前半は未知の病原体によるパンデミックの恐怖と、その対策に翻弄される人々が中心。
中心人物となる自衛隊員の廻田と、感染症学者の富樫。それぞれ、自分の過失によって人を死なせた過去を持ち、心の傷が未だ癒えずにおります。
特に富樫博士。過去の傷を忘れるためにコカインに手を出し、コカインの中毒症状によってどんどんマッドなサイエンティストと化していきます。マッドもマッド。もうこれエクソシストの世界、悪魔憑きだから。
最初に根室半島沖の石油掘削プラットフォーム、そして北海道の中標津で発見された未知の感染症というのは、致死率100%。感染後は潜伏期間も何もなく、極悪な細菌によって一気に皮膚や内臓まで爛れて死亡します。
治癒した者は、ゼロ。生存者も、ゼロ。
死体から採取した細菌は、これまで見たこともない特殊な形状をしたもの。
でも、その細菌は、それ自体では人体に害を及ぼすような性質ではない。
何故、感染者は未知の、無害な細菌によって無残な死体に成り果てたのか?
謎が深まる中、さらに被害は拡大し、紋別から北見、足寄、帯広に至る道東で8万人もの市民が被害にあう。
北海道中を襲うパニック。孤立する日本。迷走する政府。
忍び寄るパンデミックの危機。
…ってー!
唐突に物語は急展開し、未知の感染症の正体が明らかになるのですか。
パンデミックって、って、なにこれパンデミックじゃなくって、それなの?!
「生存者ゼロ」の文庫本解説で香山二三郎さんが、この小説後半の急展開を 岸和田だんじり祭の「やりまわし」も顔負けと評しております。上手いこと言うもんだなあコラムニストって。
その通り、まさかまさかのひっくり返りっぷりです。よもやストーリーの前半で、この正体に気付いた人はおらんめえ。
そして“未知の感染症”の原因が判明すると同時に、物語は一気呵成にパニックサスペンス物として、怒涛のごとく進んでいくのであります。
いや後半になると突然B級映画感がハンパないんだがw
これを映画で言うなら「スクワーム」か「黒い絨毯」か。私のイメージ上では「アタック・オブ・ザ・キラートマト」なんだけど分かって頂けますでしょうか。

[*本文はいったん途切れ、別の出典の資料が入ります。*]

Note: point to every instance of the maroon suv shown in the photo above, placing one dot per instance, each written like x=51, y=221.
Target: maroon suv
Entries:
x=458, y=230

未読の人にネタバレするのは本意じゃないので“未知の感染症”の正体については言わぬが花…って、殆ど書いてるようなもんだけどね。ほんのむし を読んだ己が不運を恨んで。
言わぬが花、なので以下は私のひとりごと。
虫といえば、いつも思い出す話がありまして。
我が娘がまだちっこかった時に、旦那のおばあちゃん(つまり娘の曾祖母)の家に遊びに行ったんですよ。
おばあちゃんの家の玄関には花壇がありまして。
娘が花壇のお花を覗き込んでいたところ
「おかーさーん、ダンゴムシ~♪」
見ると花壇のすみっこ、葉っぱのカゲに大量のダンゴムシがうじゃうじゃと!
OHHHHHHH!
当時はまだ虫キライではなかった娘は、ビビって固まる母をよそに曽祖母にも声をかける。
「おばーちゃーん、ダンゴムシ~♪」
おばあちゃん慌てず騒がず
「ああ、いっぱいいんだよな~」
と素手で大量のダンゴムシをブチブチと!
NOHHHHHHHHHHHHHHH!
生存者ゼロの世界で生き残る人間がいるとするならば、それはウチのおばーちゃんだ。